ATLANTA -- The Atlanta Braves' fans, excited in a way they haven't been since 1982, raucously booed Darryl Strawberry, and they taunted him by derisively chanting "Dar-ryl, Dar-ryl, Dar-ryl." The only thing the fans couldn't do was throw the ball past Strawberry. Neither could Tom Glavine, the Braves' No. 1 pitcher.
Strawberry, responding to the biggest challenge of his first year with Los Angeles, had a bat -- or feet -- in each of the first four runs the Dodgers scored last night, as they defeated Atlanta, 5-2, and leapfrogged back into first place in the National League West.
The Braves, who had won seven straight, slipped a half-game behind the Dodgers, falling out of first place after three days there.
This was the first game of the first of a pair of nTC consecutive-weekend three-game series between the contenders, and it was as dramatic as a pennant-race game should be. And in an irony too painful for most of the crowd of 45,769 to bear, Strawberry was at once the villain and the hero.
"Darryl was awesome, outstanding," Tom Lasorda, the Dodgers' manager, said after Strawberry registered his first four-hit game since May 1988, when he played for the New York Mets. "What a performance. You saw the real Darryl Strawberry."
Bob Ojeda, a Los Angeles pitcher who also played with Strawberry in New York, saluted the Atlanta fans for their performance, saying that they "ought to be proud of themselves." But, he added, "Darryl thrives on it."

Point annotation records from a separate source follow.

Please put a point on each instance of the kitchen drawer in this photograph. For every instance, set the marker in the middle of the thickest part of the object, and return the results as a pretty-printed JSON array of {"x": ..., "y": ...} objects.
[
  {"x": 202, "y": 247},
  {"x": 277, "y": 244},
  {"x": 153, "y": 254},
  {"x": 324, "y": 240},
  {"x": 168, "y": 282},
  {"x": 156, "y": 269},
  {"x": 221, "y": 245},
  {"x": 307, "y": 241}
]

In the space of seven innings, Strawberry lashed three hits, which was one more than he had managed in 22 previous times at bat against Glavine.
Strawberry, whose bat has become animated in the second half of the season, singled home a run in the first inning for a 1-0 lead and hit his 24th home run in the sixth that tied the game, 2-2.
Then in the seventh, he slapped a single to left field that moved Mike Sharperson to third base, from where he scored the tie-breaking run on Eddie Murray's fly to deep left. Strawberry himself raced home with the fourth run, as Kal Daniels lined a double to right-center.
"I played in New York for eight seasons," Strawberry said, discussing the fans' treatment of him. "It doesn't bother me. It's more of a motivating factor for me. I get excited. It's part of baseball. More players should realize the fans are part of the game. They can be an inspiration to you."
Glavine, an 18-game winner who had a league-low 2.32 ERA, allowed one other run, Juan Samuel's one-out home run in the seventh, after which he departed, headed for his 10th loss. In three previous starts against the Dodgers this season, Glavine permitted only two runs in 26 innings.
Mike Morgan, trying for his first better-than-.500 record in a 10-year career, gained his 12th victory against nine defeats.
David Justice drove in both of the Braves' runs with a first-inning sacrifice fly and a fourth-inning home run, his fifth in the past six games.
Strawberry, who added a single against Randy St. Claire in the ninth, is hitting .363 in his past 29 games, slugging eight home runs and driving in 37 runs.